Steamed: Steam 10-15 minutes. Serve with special soy sauce made by combining and simmering in a saucepan: 80 ml light soy sauce, 150 ml water, 30 g sugar, 2 g chicken powder, 12 g oyster sauce. Chef Buddy Trinidad made lucky cat and mahjong tile pralines. He even has a sugar cookie DIY CNY kit. Available at Park Avenue Desserts (tel. 0927-1128427; @parkavenuedesserts on Instagram).

A Chinese Valentine

Eventique Manila (@eventiquemanila on Facebook and Instagram) has perfected the art of theme arrangements. Their Chinese Valentine arrangement is a red hat box filled with gold coins, chocolate hearts, fish-shaped tikoy, fruits and flowers big and small in orange hues. Each and every element that went into it was so well-thought-out, even the lemons. For after all, ain’t love and life a blend of sweet and sour?

Feng shui food tips

Geomancer master Aldric Dalumpines (tel. 0999-3128168; Aldric Luck on Facebook for private consultations) proclaimed chicken (an ally of the Ox) as the lucky dish of the year, cooked as you please. It must, however, be served whole with its head and feet intact as feng shui dictates, to bring unity and harmony.

Food products made from carabao (milk, pastillas, etc.) are auspicious, too.

Have you tried Chicha-rabao? This chicharon is made from carabao skin. Unlike chicharon as we know it, carabao skin, when dried and fried, transforms into light, crisp, airy puffs that crumble then melt in the mouth. Its faint gamy aftertaste is quite pleasant and makes it unique.

Made by Lighthouse Cooperative (tel. 0917-7733325), it comes in garlic, onion and vinegar, and hot and spicy. Are you ready to take on the 28 Fish Ball Challenge? If you wish to have a steady cash flow from multiple income streams this year, then eat 28 fish balls, said Dalumpines.

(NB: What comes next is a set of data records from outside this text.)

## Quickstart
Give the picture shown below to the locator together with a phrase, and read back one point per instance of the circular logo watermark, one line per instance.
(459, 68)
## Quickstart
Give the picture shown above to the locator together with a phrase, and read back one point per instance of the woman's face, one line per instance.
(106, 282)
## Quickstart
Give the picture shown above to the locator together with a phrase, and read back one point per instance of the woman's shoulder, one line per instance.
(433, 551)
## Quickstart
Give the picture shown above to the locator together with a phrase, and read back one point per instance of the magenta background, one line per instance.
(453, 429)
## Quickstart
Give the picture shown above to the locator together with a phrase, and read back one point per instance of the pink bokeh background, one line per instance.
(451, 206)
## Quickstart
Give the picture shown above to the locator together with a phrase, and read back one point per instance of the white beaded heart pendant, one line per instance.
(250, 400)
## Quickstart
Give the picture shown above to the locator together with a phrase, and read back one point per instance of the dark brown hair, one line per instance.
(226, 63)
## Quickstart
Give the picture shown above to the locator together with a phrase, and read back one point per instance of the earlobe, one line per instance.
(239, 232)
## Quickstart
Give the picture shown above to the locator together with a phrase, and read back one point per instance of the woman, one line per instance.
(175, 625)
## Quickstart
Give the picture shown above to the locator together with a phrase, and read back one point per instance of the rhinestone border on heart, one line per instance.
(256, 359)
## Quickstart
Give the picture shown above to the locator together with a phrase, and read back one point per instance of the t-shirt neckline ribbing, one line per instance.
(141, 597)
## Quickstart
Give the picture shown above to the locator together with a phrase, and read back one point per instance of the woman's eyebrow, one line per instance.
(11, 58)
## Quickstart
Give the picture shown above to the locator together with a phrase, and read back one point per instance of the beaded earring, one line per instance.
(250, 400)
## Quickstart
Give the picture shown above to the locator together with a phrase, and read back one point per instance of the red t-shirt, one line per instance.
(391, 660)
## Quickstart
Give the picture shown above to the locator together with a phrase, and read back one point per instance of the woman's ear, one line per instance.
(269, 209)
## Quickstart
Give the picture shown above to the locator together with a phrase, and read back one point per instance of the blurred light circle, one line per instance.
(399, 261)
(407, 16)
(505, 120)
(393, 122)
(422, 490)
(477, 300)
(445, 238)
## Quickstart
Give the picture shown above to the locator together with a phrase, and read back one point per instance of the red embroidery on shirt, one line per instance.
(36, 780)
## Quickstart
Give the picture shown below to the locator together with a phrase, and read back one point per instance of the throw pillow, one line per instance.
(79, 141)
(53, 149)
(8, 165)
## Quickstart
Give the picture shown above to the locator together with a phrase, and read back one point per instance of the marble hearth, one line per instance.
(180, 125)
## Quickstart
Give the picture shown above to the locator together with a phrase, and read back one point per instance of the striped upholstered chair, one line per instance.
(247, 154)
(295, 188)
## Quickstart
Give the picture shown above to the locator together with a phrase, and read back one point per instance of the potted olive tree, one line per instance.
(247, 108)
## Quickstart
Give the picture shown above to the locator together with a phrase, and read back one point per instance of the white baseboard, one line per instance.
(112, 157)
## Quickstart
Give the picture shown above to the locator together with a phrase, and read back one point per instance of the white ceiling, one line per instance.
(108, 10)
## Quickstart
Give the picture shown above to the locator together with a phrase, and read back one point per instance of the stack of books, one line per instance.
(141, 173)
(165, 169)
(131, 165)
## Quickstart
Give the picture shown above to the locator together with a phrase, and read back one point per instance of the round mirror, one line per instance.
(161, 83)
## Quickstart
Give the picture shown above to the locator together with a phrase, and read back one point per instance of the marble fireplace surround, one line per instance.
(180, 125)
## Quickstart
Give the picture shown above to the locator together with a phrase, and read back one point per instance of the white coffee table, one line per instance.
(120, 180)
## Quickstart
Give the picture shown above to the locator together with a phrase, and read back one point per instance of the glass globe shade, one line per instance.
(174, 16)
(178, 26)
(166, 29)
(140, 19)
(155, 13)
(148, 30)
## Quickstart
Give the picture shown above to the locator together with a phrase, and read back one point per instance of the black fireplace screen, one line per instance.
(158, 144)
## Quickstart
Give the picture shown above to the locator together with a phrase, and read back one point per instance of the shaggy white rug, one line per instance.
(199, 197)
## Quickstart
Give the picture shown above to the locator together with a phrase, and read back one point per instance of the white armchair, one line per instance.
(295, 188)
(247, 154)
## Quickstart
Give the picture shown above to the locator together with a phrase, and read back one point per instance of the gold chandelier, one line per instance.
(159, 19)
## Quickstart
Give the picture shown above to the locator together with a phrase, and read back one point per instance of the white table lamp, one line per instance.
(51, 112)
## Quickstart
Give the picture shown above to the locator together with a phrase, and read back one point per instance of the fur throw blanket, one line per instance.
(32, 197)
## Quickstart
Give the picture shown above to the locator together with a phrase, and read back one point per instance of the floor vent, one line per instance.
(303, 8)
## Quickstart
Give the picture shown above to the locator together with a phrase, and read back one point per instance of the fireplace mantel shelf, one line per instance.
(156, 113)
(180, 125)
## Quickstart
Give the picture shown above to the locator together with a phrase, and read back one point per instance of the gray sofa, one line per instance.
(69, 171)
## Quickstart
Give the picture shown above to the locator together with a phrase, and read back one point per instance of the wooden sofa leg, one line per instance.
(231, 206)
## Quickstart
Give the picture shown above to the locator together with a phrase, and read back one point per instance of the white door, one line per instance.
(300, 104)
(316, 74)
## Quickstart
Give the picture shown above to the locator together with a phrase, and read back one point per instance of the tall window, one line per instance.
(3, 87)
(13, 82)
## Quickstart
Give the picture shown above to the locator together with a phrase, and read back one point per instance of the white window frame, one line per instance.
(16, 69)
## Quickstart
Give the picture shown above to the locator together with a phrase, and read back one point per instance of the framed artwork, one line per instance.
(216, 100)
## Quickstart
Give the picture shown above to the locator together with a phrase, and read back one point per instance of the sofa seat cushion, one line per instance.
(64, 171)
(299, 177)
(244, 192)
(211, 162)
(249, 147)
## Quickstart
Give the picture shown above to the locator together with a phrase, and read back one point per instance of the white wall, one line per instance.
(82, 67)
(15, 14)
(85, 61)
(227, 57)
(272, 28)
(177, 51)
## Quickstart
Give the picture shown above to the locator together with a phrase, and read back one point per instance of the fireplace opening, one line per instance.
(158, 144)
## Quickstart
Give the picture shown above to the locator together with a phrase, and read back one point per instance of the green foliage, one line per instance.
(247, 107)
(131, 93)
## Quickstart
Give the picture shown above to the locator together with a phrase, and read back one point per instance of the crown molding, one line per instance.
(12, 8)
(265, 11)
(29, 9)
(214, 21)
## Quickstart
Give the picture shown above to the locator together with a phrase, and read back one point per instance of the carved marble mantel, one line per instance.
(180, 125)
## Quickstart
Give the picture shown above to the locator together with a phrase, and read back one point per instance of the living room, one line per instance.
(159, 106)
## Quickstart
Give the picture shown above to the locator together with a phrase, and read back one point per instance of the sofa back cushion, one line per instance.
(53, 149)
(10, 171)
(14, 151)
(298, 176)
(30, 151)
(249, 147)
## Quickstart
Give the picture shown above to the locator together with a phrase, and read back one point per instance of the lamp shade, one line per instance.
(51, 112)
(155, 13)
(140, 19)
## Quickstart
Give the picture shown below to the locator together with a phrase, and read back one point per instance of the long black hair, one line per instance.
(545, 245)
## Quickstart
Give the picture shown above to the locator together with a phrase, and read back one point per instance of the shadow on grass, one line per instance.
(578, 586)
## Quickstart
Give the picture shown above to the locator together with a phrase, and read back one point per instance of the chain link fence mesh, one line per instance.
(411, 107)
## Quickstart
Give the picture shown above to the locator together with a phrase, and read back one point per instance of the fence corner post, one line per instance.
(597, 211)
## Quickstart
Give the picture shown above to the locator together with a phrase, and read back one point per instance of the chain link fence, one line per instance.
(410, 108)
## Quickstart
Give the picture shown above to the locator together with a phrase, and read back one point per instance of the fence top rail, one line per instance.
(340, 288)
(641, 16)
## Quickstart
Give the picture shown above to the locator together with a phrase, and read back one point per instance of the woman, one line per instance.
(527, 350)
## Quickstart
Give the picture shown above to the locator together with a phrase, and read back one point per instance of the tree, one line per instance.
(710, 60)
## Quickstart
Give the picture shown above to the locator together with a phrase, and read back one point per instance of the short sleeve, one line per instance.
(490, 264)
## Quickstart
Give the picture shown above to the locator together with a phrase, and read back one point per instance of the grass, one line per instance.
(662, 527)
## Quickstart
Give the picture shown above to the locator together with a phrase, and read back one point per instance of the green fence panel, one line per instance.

Why? Fish is a symbol of cash flow. In numerology, two means easy money coming in, even while asleep, while eight means double prosperity. Therefore the reward for eating 28 fish balls is 24/7 excellent cash flow!

To achieve two aspirations in one, eat pancit with 28 fish balls for easy double prosperity and long life!

He urges home-based food businesses to add fish balls to their menu.

Lucky food for the year by zodiac

Rat: Wintermelon soup

Ox: Chicken egg, raw

Tiger: Pork steak

Rabbit: Vegetable salad

Dragon: Barbecued chicken

Snake: Beef steak

Horse: Tofu steak

Monkey: Fish head soup

Rooster: Beef stew

Dog: Bone marrow soup

Pig: Rice porridge

Prosperity Fruit Basket

The Prosperity Fruit Basket for the year consists of eight oranges and one pineapple, eight for double prosperity. Oranges, being gold and very round, symbolize money. Pineapple is the traditional feng shui symbol of wealth, fortune and prosperity.

Leave the fruit baskets on the dining table and another in the reception area of your business office on New Year’s Eve.

Dress yourself or your new year table in white. The color is symbolic of metal, thus harnessing luck by law of attraction. White improves your well-being and purifies your immune system.

Known as a color of mourning, for 2021 Dalumpines said, “This is superseded by the luck it brings.”

Kung Hei Fat Choi! I wish you all good health, peace, love and good fortune, in abundance.